Define explicit boundaries for when the autonomous system must stop and ask a human, based on risk scoring, confidence thresholds, and action categories.
Problem / Motivation
FR-056 (Autonomous Coding Orchestrator) will run continuously, making decisions without human oversight.
Without explicit “stop and ask” rules, the system either asks about everything (useless) or acts on everything (dangerous).
Risk varies wildly: renaming a variable vs adding a new dependency vs calling an external API vs deploying to production.
FR-008 (Design Review) gates implementation on approved designs, but that’s one gate. The system needs gates throughout the pipeline.

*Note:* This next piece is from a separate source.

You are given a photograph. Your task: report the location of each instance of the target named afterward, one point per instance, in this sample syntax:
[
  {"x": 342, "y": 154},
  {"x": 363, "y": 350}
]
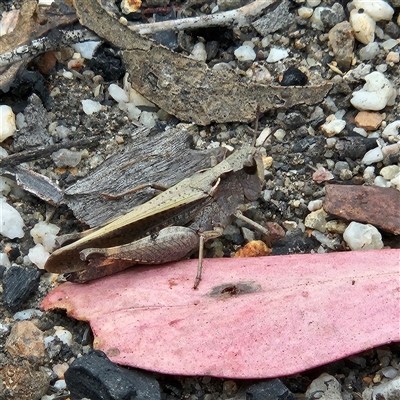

Every serious autonomous coding system (Devin, SWE-agent, etc.) has learned this the hard way — uncontrolled autonomy leads to runaway costs, broken repos, and lost trust.
Proposed Solution
A risk classification system with escalation rules, implemented as a policy file the orchestrator reads. Each action type has a risk level and a corresponding escalation path (auto-proceed, log-and-proceed, ask-and-wait, block).
Open Questions
1. Default Autonomy Mode
Question: What should the default behavior be when no specific rule matches?
Option
Description
A) Ask-first
Unknown actions require human approval. Safe but slower.
B) Act-first with rollback
Proceed but ensure reversibility. Fast but riskier.
C) Act-first with logging
Proceed and log for post-hoc review. Fastest, least safe.
Recommendation: Option A for Phase 1-2. Move to B for well-tested action types in Phase 3.
Decision:
2. Confidence Scoring
Question: Should the system self-assess confidence before acting?
Option
Description
A) LLM self-rating + action type
Combine action risk level with LLM’s confidence estimate
B) Action type only
Fixed rules per action category, no self-assessment
C) Outcome prediction
Predict impact before acting, escalate if high-impact
Recommendation: Option A — simple to implement, LLM confidence is imperfect but useful as a signal.